嗯,实际上,作为一名经济增长专家,我在2013年到2014年间开始理解自由的概念。我可以看到,基督教时代最后2000年的人均GDP统计数据基本上看起来像一个曲棍球棒,表明人均GDP在1800年左右之前几乎保持不变,之后急剧加速。在该现象的相同背景下
Lex Fridman (00:04:20)
So basically, in economics, that means you get increasing returns, and the presence of increasing returns implies the existence of monopolies, concentrated structures, and according to traditional neoclassical economic theory, the presence of monopolies and concentrated structures is not a good thing. But at the same time, one could see that living standards had increased tremendously and that middle-income people ended up living far better than emperors did in the Roman era, and the population had gone from having 95% of people in extreme poverty to less than 10%. And in that context, the question was, how it could be that something that had lifted so many people out of poverty, that had improved human conditions so much, could be something bad for economic theory, meaning something was not right.

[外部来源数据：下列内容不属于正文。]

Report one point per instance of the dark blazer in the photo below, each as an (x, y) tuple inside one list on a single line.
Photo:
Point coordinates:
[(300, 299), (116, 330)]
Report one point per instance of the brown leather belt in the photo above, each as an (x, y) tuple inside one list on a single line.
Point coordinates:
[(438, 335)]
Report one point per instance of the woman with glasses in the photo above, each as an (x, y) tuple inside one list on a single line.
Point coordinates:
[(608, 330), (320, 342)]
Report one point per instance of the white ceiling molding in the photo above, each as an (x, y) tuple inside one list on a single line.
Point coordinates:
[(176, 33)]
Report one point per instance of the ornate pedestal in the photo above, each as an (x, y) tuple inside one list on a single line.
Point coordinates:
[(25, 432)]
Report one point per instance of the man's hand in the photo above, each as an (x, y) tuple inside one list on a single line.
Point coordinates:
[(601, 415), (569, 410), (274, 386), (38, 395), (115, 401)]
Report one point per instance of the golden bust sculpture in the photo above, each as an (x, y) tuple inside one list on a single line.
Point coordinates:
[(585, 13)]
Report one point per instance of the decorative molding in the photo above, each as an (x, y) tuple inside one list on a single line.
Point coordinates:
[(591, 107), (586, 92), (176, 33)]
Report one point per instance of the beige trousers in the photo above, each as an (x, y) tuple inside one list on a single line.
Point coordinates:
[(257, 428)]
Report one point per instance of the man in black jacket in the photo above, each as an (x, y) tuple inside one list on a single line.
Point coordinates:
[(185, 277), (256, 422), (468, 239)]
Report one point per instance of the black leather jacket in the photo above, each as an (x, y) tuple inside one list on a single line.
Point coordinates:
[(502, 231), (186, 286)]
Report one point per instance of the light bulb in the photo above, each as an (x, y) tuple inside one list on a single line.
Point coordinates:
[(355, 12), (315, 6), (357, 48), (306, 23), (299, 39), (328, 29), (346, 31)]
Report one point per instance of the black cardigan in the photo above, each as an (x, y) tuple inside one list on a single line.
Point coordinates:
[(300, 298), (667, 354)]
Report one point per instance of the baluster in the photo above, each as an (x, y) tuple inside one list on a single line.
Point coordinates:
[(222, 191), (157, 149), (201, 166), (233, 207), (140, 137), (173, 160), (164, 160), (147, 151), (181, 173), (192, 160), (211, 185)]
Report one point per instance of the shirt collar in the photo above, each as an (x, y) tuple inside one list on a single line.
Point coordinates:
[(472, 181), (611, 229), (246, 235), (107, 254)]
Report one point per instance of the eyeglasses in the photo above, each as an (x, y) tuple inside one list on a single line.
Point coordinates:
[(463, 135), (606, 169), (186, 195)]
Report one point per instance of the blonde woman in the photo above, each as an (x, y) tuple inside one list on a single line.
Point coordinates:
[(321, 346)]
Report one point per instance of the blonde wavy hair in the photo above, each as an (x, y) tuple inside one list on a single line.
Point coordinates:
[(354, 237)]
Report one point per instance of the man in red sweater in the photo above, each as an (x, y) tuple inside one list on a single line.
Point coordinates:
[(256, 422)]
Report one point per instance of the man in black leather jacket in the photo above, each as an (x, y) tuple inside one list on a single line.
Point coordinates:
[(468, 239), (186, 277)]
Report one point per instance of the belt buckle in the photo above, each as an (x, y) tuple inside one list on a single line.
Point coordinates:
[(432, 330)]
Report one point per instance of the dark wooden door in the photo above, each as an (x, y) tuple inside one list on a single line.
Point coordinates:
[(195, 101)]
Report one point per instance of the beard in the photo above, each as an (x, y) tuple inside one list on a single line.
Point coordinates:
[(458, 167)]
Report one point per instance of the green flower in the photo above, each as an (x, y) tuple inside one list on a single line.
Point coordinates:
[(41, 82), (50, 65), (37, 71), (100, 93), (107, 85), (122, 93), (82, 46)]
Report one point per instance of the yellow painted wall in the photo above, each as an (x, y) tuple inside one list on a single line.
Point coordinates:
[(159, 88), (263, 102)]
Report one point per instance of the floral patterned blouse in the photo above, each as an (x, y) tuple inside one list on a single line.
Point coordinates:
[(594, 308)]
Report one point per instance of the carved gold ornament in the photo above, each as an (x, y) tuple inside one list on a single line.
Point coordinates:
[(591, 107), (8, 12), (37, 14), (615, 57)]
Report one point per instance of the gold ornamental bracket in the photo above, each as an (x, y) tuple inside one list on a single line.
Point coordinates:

所以基本上,在经济学中,这意味着你获得递增的回报,而递增回报的存在意味着垄断、集中结构的存在,而根据传统的新古典经济理论,垄断和集中结构的存在并不是一件好事。但与此同时,人们可以看到生活水平大幅提高,中
Lex Fridman (00:05:20)
So in that context, I remember that one of the people who worked on my team suggested I read an article by Murray Newton Rothbard called Monopoly and Competition. I remember reading it like it was today, and after reading it carefully, I said, “Everything I’ve taught about market structure in the last 20 years in courses on microeconomics is wrong.” This caused a very strong internal commotion in me. So I called this person who used work with me, and they recommended a place to buy Austrian School of Economics books, and I remember I bought at least 20 or 30 books, which I went to pick up one Saturday afternoon. And when I visited the bookstore, I was fascinated by all the stuff they had there.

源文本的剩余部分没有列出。